Zhang et al[1] revealed that hypoxia-induced exosomal miR-137-3p promoted hucMSC migration and differentiation via UBE3C/STAT3, highlighting therapeutic potential for thin endometrium. However, mechanistic and translational gaps persist. Future studies should explore miRNA networks, STAT3-HIF-1α crosstalk, and preclinical validation, while optimizing exosome protocols, safety, and tissue-targeting strategies to advance clinical translation for endometrial regeneration (Figure 1).

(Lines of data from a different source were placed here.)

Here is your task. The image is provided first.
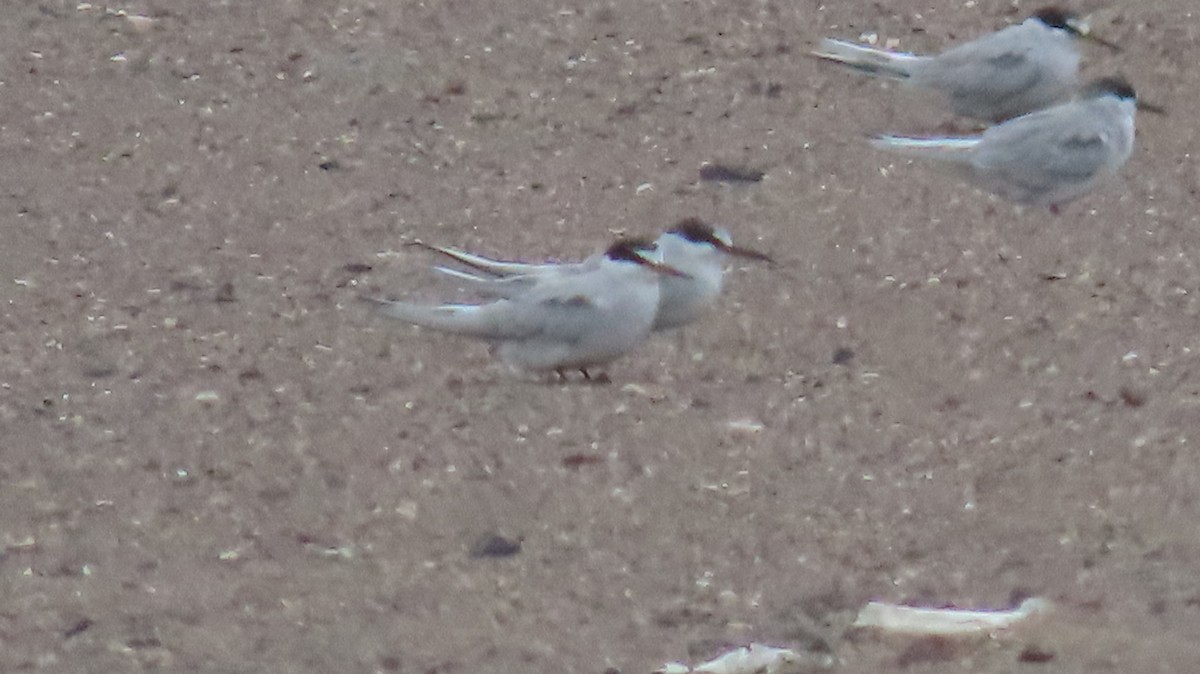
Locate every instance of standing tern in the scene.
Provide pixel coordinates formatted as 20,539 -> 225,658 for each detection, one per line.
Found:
372,239 -> 685,379
812,7 -> 1121,121
419,218 -> 770,331
871,77 -> 1163,212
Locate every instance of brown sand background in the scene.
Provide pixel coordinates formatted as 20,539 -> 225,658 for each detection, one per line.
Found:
0,0 -> 1200,674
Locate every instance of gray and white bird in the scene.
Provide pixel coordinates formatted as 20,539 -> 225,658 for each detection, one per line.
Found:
371,239 -> 684,378
871,77 -> 1162,212
812,7 -> 1121,121
419,218 -> 770,331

Figure 1 Advancing mechanistic insights and clinical translation of exosomal miR-137-3p in endometrial regeneration. Elucidating the mechanisms underlying microRNA regulatory networks, multiple signaling pathways, and signal transducer and activator of transcription 3-hypoxia-inducible factor-1α crosstalk will further enhance our understanding of the functional roles of exosomal miR-137-3p. Additionally, optimizing exosome delivery protocols, safety profiles, and tissue-targeting strategies will be instrumental in promoting the clinical translation of endometrial regeneration therapies. miRNAs: MicroRNAs; UBE3C: Ubiquitin protein ligase E3C; Wnt: Wingless; AKT: Protein kinase B; mTOR: Mechanistic target of rapamycin; STAT3: Signal transducer and activator of transcription 3; HIF-1α: Hypoxia-inducible factor-1α; MAPK: Mitogen-activated protein kinase; HucMSC: Human umbilical cord mesenchymal stem cell.